2015-06-23T094435Z_78918511_GF10000136490_RTRMADP_3_NORTHKOREA-RIGHTS
United Nations High Commissioner for Human Rights Zeid Ra'ad Al Hussein (left) spoke with South Korean Foreign Minister Yun Byung-se at an opening ceremony for the Office of the United Nations High Commissioner for Human Rights in Seoul on Tuesday. Reuters

North Korean officials said Thursday that they'd "reached a point of no return" in their relationship with South Korea. The comment, made in a statement by North Korea’s Committee for Peaceful Reunification of the Fatherland, came after South Korea opened a United Nations human rights office in Seoul to track what was happening in the neighboring communist country, the Korea Herald reported.

“The South must be aware that it has now passed the point of words,” the committee said. Now, it continued, the two countries face the "ultimate standoff."

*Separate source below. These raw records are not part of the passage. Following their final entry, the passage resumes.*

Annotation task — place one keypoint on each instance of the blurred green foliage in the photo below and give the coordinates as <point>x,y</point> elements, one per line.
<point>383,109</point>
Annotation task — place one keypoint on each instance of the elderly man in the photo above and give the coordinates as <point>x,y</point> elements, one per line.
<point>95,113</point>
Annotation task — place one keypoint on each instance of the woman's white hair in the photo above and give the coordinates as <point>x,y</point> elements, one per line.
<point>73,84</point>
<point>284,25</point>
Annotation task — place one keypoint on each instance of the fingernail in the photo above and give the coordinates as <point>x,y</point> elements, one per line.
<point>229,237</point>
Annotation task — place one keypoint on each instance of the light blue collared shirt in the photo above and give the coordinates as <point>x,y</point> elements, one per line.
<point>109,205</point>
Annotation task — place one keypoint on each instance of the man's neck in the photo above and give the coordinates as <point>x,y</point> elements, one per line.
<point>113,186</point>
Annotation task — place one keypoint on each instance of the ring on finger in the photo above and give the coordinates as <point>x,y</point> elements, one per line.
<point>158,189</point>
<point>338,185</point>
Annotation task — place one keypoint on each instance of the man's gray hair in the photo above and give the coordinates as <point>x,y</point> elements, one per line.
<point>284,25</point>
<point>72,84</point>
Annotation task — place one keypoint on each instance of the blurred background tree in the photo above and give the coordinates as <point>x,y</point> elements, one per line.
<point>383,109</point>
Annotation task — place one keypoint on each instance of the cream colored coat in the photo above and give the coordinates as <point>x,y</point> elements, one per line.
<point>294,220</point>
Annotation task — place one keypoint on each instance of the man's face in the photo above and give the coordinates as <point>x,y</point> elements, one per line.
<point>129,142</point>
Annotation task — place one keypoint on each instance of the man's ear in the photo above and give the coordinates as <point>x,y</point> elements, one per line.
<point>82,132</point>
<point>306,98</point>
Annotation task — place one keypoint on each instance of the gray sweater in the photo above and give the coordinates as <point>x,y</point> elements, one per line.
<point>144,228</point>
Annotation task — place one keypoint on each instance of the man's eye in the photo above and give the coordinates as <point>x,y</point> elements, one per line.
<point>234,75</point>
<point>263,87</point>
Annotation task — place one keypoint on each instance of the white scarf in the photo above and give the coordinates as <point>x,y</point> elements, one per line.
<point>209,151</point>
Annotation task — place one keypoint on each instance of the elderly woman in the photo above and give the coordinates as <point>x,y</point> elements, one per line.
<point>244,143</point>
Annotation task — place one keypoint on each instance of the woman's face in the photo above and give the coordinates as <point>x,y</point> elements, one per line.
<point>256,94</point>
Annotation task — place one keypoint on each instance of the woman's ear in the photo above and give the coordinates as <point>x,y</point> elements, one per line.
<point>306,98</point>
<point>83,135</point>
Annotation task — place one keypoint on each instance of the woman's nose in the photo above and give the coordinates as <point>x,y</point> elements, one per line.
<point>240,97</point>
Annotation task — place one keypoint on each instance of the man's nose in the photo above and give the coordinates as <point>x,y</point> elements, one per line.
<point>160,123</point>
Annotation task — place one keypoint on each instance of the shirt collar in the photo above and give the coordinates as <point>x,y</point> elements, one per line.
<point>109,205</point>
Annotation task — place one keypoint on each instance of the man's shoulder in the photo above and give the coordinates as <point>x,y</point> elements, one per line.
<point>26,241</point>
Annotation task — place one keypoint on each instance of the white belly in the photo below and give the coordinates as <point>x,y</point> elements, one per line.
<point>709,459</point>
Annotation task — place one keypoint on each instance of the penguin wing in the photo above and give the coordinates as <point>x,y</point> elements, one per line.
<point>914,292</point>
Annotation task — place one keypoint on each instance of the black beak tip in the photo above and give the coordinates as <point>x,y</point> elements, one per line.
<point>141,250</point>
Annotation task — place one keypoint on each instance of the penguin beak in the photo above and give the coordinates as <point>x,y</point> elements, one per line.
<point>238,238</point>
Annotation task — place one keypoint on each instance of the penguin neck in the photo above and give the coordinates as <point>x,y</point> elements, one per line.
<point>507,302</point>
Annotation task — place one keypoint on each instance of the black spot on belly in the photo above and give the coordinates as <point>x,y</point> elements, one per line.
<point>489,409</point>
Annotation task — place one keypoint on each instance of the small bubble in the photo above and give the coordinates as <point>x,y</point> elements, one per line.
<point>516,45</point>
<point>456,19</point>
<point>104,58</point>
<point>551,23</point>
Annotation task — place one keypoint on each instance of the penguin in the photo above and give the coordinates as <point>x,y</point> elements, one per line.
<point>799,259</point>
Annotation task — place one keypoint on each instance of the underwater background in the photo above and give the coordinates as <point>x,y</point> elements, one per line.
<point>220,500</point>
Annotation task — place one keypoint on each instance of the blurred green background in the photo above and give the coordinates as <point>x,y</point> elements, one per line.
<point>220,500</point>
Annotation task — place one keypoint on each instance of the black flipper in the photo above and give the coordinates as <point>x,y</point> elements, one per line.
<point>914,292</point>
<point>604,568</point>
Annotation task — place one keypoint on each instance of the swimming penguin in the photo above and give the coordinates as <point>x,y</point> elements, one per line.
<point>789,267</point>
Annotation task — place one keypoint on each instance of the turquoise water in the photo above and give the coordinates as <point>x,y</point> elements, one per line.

The U.N. office opened in Seoul Tuesday, as recommended in a February 2014 report on possible human rights violations by the Democratic People's Republic of Korea, International Business Times previously reported. Staff there were set to monitor and document further violations and "lay the basis for future accountability," High Commissioner Zeid Ra'ad Al Hussein said in a statement. But North Korea rebelled, arguing that creating the office was just a political move to wreck the reputation of the DPRK.

On Thursday, the committee said that South Korean President Park Geun-hye would have to "entirely take the blame for all the ensuing catastrophic consequences in the North-South relations from this moment," Anadolu Agency reported.

The statements were the latest in a series of threats out of North Korea. In March, North Korea announced the South would see "merciless punishment" if it opened the office. On Tuesday, a statement appeared on the state news agency's website calling the office an affront to its dignity, the Telegraph reported.

"The DPRK will decisively foil the reckless 'human rights' racket against the DPRK through resolute toughest counteractions," it read. "This is an anachronistic behavior and a grave provocation pushing the inter-Korean confrontation to an extreme phase contrary to the desire of all Koreans for improved inter-Korean relations."